# Questions about consequences of high nailing shingles



## Windows on Wash (Aug 30, 2011)

1. Yes. Also more likely that is will rip out in entirety as it is only fastened via one set of nails.

2. Yes. 

High nailed roofs are doomed to failure in a majority of the cases.


----------



## reteng (Dec 11, 2013)

Windows on Wash said:


> 1. Yes. Also more likely that is will rip out in entirety as it is only fastened via one set of nails.
> 
> 2. Yes.
> 
> High nailed roofs are doomed to failure in a majority of the cases.


Thanks. Did you agree with my wind theory? Sounds perfectly logical to me. I did know about he nails being half as many as required. I've had a lot of blow offs.

I'm asking these questions because I may be going into arbitration with BBB in my area because of a complaint I filed against local roofer who has not been cooperative. This is my first roofing nightmare in my 70 years on this earth I just need a good argument about failed sealing strips.


----------



## joecaption (Nov 30, 2011)

Depending on the pitch if it's steep and the shingles get hot the top layer can slide down.
Ever seen a mansard style roof that looks like all the shingles are coming apart and sliding down the roof?
The nailing pattern is written right on the packaging, there's a line right on the shingles, and the directions are on line. There no excuse they where not nailed in the right place.
Just go on line and look up the install directions and print them out. Take some pictures of how it was done on your roof.
Taking a picture a missing shingle is not going to do much good, need one showing the nailing pattern.
Should have been 4 nails per shingle, 6 for a high wind area.
It would be interesting to see some pictures, if they did that roofing 101 thing wrong I'd bet there's other things.
Amount of over hang, no ice and water shield, no starter strip, exposed nails.


----------



## reteng (Dec 11, 2013)

joecaption said:


> Depending on the pitch if it's steep and the shingles get hot the top layer can slide down.
> Ever seen a mansard style roof that looks like all the shingles are coming apart and sliding down the roof?
> The nailing pattern is written right on the packaging, there's a line right on the shingles, and the directions are on line. There no excuse they where not nailed in the right place.
> Why are you asking?


Thanks Joe.
See post above for answer as to why. The slope on my roof where the shingles are failing is 10/12 and 12/12


----------



## joecaption (Nov 30, 2011)

We were typing at the same time.


----------



## reteng (Dec 11, 2013)

joecaption said:


> Take some pictures of how it was done on your roof.
> Taking a picture a missing shingle is not going to do much good, need one showing the nailing pattern.
> Should have been 4 nails per shingle, 6 for a high wind area.
> It would be interesting to see some pictures, if they did that roofing 101 thing wrong I'd bet there's other things.
> Amount of over hang, no ice and water shield, no starter strip, exposed nails.

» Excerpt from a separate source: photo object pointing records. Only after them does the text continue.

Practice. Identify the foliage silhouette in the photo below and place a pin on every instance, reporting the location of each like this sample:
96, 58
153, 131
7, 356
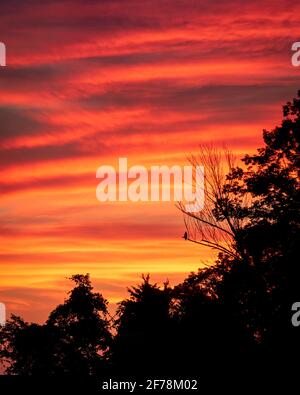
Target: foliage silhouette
239, 306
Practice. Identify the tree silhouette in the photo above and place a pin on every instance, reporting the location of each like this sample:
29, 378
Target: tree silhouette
73, 340
144, 329
239, 307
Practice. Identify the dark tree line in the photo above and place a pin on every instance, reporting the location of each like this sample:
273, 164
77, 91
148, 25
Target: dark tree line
240, 306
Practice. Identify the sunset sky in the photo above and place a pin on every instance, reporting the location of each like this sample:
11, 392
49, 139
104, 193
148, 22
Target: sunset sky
87, 82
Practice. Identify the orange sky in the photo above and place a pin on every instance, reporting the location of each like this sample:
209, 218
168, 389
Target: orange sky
88, 82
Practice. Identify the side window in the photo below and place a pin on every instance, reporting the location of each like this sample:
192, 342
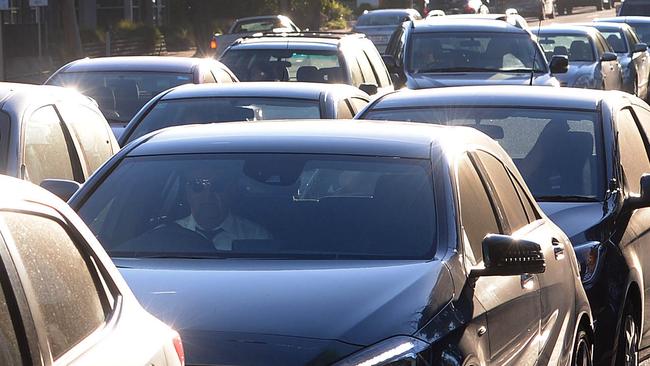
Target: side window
47, 150
505, 190
343, 110
477, 213
91, 130
634, 157
65, 291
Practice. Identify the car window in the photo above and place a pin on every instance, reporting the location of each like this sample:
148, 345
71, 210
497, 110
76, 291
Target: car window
91, 131
478, 216
634, 157
47, 150
505, 191
65, 291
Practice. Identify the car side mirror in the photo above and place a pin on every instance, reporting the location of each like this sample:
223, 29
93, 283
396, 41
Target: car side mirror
62, 188
608, 56
643, 199
506, 256
640, 47
370, 89
559, 64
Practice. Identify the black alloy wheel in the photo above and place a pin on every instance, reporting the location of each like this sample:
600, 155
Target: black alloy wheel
582, 349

Here are a couple of photos. You can see a LOT of problems!


----------



## Windows on Wash (Aug 30, 2011)

Sorry...time for a tear off my friend.


----------



## joecaption (Nov 30, 2011)

Guess these really hard to read directions must have eluded him.
http://www.gaf.com/Residential_Roof...ine_Application_Instructions_English_Only.PDF


----------



## reteng (Dec 11, 2013)

Windows on Wash said:


> Sorry...time for a tear off my friend.


I agree. In fact I have already had a trusted roofer give me a price to do a tear off and re-roof a 2000 square foot area. The bad nailing job was done by one man. The was another man nailing on the other side of the house and I've never had a problem back there. This is a $5000 expense that I should not have to pay for, thus my complaint to the BBB.

My 1-1/2 year old house was destroyed by a tornado in January 2008 and now I get to deal with this.

The roofer I'm going to use has already roofed a barn I built and did a great job. His man hand nails the shingles in lieu of a gun.:thumbsup:


----------



## joecaption (Nov 30, 2011)

Nothing wrong with a nail gun, just have to know how to use it.


----------



## reteng (Dec 11, 2013)

joecaption said:


> Nothing wrong with a nail gun, just have to know how to use it.


Agreed, but the typical roofing crews that I've see around here...........!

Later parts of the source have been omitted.